Policy-makers and gay activists soon realized that a certain amount of pandering to prejudice was the only way to win over Congress: AIDS had to be made less gay. Andriote explains why: "Quite simply, because all these years and nearly two-thirds of a million [domestic] AIDS cases after the start of the AIDS epidemic, the government remains hobbled by its fear of upsetting Jesse Helms and his anti-sex, anti-gay compatriots at the outer fringe of the right wing." Accordingly, the Ryan White CARE Act of 1990--the Marshall Plan for AIDS--was named after a young hemophiliac. At last, a market was born.
By 1995, as Andriote notes, "AIDS had become a special interest in the truest sense." Thankfully, resources began to flow to black and Latino communities, but black and Latino gay men still got short shrift, especially in prevention. A large proportion of American AIDS cases still occur among gay men, but prevention efforts for them rarely amount to more than 5 percent of the budget of any municipality's AIDS programs. Andriote claims that "the belief obviously persists that gay men can and should take care of themselves, fund their own prevention efforts, and not expect a share of public prevention dollars commensurate with their rates of infection or disease."
Andriote, who lives in Washington, has interviewed every major player during his nearly two decades of reporting on the subject as a journalist, and it shows. The result is a richly textured account of the rise of the AIDS sector that, though detailed and comprehensive, reads quickly. The thematic organization of the book works especially well. The clear chronology of the events reveals how competing models of service delivery, treatment activism and private-public cooperation were subsumed into a national AIDS movement. The book should prove excellent for teaching or recreational reading.

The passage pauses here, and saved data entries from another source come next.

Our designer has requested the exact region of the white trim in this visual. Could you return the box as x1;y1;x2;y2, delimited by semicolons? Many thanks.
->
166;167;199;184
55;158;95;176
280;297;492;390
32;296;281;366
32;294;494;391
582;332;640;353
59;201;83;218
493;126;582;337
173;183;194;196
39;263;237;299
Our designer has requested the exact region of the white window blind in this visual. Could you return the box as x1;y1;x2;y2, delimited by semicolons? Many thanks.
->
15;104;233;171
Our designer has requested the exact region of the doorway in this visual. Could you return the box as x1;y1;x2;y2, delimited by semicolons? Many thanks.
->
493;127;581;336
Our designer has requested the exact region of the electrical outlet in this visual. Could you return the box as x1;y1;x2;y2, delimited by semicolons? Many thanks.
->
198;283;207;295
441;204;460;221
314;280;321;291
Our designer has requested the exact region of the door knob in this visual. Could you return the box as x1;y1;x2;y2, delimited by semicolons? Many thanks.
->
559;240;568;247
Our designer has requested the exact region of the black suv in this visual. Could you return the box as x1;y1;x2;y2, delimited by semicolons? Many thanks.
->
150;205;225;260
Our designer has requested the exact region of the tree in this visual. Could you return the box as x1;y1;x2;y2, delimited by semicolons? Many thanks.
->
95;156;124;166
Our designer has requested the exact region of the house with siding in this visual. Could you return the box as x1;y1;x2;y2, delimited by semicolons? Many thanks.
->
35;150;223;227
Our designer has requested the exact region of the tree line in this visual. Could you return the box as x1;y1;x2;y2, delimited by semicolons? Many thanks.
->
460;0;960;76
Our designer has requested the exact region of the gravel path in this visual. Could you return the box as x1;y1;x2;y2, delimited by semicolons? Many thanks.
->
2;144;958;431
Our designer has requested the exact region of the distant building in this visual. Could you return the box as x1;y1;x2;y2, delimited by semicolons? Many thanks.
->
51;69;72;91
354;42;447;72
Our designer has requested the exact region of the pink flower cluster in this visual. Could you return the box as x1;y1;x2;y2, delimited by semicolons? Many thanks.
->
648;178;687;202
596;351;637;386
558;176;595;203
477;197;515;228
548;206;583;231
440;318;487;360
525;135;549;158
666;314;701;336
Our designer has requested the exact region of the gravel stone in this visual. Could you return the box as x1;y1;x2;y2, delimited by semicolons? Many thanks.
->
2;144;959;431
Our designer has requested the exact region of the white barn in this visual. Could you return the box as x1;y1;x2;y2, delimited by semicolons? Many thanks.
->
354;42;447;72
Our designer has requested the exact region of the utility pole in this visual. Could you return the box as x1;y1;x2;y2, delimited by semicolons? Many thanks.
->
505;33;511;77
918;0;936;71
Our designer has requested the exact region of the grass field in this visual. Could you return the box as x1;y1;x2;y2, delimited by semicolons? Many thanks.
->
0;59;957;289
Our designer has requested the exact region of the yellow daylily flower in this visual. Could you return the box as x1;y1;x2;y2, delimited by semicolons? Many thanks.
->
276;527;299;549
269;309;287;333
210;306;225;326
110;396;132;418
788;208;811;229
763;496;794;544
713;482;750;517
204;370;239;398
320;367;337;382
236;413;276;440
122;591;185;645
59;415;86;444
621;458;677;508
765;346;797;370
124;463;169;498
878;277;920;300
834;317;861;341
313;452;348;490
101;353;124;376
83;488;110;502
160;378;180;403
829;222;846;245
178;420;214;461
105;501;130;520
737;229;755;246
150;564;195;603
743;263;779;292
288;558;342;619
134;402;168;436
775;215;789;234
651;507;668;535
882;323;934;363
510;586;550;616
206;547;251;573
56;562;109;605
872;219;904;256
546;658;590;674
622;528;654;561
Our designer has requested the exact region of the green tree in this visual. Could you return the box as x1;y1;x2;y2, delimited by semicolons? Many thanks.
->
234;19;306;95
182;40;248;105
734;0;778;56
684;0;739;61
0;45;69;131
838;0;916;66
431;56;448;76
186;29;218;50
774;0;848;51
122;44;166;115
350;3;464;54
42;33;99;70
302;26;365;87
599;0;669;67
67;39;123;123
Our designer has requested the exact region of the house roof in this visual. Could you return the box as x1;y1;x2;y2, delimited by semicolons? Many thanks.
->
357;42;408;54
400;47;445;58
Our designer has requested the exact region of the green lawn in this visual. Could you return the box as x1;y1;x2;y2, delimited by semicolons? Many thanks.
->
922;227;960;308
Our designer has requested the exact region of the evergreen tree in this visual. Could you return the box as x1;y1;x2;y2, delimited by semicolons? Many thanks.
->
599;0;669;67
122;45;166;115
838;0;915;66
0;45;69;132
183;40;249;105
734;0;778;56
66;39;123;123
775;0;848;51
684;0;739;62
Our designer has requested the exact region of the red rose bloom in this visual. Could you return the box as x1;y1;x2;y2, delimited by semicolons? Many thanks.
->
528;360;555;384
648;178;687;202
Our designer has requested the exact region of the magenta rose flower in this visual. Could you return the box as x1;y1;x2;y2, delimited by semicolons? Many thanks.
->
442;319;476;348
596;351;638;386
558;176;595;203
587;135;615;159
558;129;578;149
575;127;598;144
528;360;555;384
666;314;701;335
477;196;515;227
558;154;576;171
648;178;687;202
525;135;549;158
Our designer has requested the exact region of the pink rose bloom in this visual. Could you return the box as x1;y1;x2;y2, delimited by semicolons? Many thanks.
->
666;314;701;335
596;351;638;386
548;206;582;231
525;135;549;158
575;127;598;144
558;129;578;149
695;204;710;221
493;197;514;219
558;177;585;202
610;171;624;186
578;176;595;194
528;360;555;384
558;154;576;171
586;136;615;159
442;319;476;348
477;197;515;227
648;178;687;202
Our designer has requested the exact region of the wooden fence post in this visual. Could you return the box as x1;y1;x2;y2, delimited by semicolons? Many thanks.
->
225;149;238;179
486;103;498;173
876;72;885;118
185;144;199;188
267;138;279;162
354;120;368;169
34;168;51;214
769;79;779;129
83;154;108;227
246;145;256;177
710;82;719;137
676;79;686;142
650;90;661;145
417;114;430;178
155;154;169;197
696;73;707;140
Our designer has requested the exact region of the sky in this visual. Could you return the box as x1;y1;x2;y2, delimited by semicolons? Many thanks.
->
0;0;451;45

Let's not forget, however, that the activists' biggest victories in getting financing and in accelerating community-based clinical drug trials were nudged along by the invisible hand. Private industry saw a vast untapped market. But legal rights are public goods, typically without a private market, so the AIDS victories will not necessarily translate into a betterment of gays' political positions. Besides, the straight mind can support AIDS services on a cost or humanitarian basis without letting go of its anti-gay bias. Andriote suggests as much when he points to the belated and qualified support of heterosexuals and celebrities for AIDS services: "Where were these people before AIDS? Why weren't they there to assist gay people as they struggled to achieve equality and to lessen the hatred and violence against them?" And where will they be as gay civil rights groups press for change?
Sadly, anti-gay state action has thrived as the AIDS sector has absorbed gay energies. In 1986 the Supreme Court decided that states could criminalize same-sex intimacy. In 1997 our president signed a marriage statute imposing a permanent legal disability on gays. Dishonorable discharges of gay people from the military are at a peak. The real work to end this premodern prejudice is still ahead.